I feel like this past week I have been going non stop. VBS all week, every morning. Add a few major storms in there. Weather has been weird. Add a lot of pain from fibro and arthritis and lupus. Doctor appointments, therapy, PT, K stuff and entertaining. I am so trying to figure out a schedule for us. This was NOT the week to do it.

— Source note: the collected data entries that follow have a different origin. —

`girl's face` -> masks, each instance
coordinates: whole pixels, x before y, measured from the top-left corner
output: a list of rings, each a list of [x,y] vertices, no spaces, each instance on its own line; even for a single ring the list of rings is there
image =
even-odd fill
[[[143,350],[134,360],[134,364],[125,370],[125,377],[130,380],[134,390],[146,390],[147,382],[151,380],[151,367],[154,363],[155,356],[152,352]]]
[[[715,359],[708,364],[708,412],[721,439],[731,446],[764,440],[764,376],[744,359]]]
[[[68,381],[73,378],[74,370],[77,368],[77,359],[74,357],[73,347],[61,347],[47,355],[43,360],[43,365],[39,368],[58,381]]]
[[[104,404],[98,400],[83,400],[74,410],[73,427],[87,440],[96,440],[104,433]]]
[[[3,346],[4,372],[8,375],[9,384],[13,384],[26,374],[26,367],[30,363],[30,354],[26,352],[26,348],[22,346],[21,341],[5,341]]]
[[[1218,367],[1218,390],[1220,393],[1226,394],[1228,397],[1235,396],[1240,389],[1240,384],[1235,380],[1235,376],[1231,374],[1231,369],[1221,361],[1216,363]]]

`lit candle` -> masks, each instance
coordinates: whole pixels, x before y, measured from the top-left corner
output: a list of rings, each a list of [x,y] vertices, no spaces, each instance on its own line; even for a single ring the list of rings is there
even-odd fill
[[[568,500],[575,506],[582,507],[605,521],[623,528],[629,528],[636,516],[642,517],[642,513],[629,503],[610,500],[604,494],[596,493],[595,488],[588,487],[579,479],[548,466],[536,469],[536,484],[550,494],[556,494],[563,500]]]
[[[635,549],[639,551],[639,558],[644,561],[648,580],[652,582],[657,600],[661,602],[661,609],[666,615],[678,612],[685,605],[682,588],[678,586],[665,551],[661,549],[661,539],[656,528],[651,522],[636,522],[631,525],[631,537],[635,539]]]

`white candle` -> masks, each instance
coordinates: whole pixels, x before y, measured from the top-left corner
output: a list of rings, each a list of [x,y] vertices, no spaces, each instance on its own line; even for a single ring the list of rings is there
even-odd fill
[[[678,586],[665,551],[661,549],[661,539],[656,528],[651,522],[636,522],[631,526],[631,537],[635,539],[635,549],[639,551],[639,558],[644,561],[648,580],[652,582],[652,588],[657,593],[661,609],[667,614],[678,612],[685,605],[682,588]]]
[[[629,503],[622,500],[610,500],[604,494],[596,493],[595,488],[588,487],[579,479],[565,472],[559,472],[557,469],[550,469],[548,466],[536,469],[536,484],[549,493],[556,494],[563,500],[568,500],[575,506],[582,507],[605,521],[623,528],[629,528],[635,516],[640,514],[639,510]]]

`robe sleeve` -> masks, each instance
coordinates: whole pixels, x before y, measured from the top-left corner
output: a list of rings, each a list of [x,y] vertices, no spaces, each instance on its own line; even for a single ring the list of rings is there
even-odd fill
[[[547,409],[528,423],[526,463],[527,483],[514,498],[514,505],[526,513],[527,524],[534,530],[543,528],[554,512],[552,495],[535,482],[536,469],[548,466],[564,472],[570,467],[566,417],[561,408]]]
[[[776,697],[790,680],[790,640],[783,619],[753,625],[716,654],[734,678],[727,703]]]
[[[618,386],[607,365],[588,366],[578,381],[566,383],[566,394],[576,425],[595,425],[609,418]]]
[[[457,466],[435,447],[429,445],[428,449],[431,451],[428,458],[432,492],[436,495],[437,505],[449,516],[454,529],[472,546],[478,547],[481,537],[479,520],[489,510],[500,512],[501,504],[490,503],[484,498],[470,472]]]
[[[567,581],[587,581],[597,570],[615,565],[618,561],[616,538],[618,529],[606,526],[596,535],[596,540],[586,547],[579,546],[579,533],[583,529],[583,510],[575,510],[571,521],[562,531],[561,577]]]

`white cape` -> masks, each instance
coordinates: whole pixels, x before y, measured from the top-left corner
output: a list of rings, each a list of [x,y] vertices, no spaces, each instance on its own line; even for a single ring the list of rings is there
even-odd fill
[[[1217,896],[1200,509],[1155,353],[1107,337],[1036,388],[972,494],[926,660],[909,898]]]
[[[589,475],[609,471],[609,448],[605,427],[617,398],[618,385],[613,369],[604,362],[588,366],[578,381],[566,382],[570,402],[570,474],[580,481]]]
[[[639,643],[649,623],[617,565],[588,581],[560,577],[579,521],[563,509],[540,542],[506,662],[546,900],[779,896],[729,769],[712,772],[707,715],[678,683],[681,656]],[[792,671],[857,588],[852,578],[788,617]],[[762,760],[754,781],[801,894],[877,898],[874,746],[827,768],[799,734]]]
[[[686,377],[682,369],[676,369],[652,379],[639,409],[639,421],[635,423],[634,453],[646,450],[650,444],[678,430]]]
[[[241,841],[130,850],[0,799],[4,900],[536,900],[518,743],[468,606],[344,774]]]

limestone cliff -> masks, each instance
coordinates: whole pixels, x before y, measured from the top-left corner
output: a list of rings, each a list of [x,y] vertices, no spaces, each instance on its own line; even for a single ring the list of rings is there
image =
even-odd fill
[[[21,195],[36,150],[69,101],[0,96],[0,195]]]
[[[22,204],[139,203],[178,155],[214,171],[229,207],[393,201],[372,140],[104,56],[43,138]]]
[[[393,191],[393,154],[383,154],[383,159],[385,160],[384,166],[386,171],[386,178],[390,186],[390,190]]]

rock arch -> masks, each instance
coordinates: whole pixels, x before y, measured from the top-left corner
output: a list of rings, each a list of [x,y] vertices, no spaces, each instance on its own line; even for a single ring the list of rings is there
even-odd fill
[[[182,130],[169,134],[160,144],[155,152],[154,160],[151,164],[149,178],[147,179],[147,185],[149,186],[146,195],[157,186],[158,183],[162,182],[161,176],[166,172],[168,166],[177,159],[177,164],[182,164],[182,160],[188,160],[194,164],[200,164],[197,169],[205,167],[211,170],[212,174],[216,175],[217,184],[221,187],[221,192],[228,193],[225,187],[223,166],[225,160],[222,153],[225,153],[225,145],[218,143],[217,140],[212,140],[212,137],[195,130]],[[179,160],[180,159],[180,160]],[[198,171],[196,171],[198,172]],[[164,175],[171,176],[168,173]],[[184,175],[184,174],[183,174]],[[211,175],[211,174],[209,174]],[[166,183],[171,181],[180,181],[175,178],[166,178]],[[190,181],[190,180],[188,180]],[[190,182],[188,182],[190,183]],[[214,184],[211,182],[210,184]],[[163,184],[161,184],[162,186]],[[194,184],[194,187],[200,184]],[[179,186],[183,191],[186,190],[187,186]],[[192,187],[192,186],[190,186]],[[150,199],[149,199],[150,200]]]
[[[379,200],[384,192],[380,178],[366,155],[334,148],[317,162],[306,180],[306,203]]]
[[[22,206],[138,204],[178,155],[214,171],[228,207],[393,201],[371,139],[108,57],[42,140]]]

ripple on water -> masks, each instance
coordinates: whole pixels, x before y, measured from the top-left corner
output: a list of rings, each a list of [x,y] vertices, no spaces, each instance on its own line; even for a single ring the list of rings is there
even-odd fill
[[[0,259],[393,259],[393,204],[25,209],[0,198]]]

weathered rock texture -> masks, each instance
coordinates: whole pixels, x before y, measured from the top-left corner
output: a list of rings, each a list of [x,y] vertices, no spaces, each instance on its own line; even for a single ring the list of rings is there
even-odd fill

With that said, we head back to Iowa tomorrow. K can not eat or drink anything past midnight. She needs to be at the hospital by 7:30am Monday morning. Surgery is at 8:30am. She is finally getting her tonsils out. They are also going to get that hardened wax and crud out of her ears. So she is going to be a sore and hurting little girl after this is all done. A few weeks of recovery. What makes this difficult is that I need to be back up here in MN Tuesday morning by 10 am. My last week of classes is this next week. I have to finish up a couple papers. One needs to be turned in by tomorrow evening. I will be working on that tomorrow before we leave and have it posted in by that time. I have done my DQ and responses. So that is good to go.
There is much unpacking and putting away to do also. Little by little it’s getting done but I don’t feel like it’s good enough yet. I need to do more. I hate it when I say it, feel it. I know it doesn’t have to be perfect. in my head i know this. But trying to get my heart to understand is another story.
Add my eating and weight loss too. I have totally fallen off the wagon on this. I haven’t gained or lost. But I know what I am doing is not good for. I am getting back into old patterns. I need to refocus. I need to get to the new doctor and clinic that will follow up and help me. The U of M just isn’t cutting it for me. They offer no support…just a 3 month visit. I need more.
I feel so selfish writing about all these NEEDS. I know take it to God. I know He can cover me with this. I keep taking them back once I give them over. It’s so hard to just let HIM handle my worry and anxiety. LifeChurch message this week is the last in the series on Seeing from a different Perspective. New Perspective on Worry. I so needed to hear that message tonight. Gotta listen to it again and let it sink in.
Trying to be mindful. Trying to bring back in skills I have learned. Trying and trying and trying………
So much self doubt. Anxiety Worry Fear
another topic for writing next time.
Pray for peace in my heart. Peace in my life. Peace for K and my mom.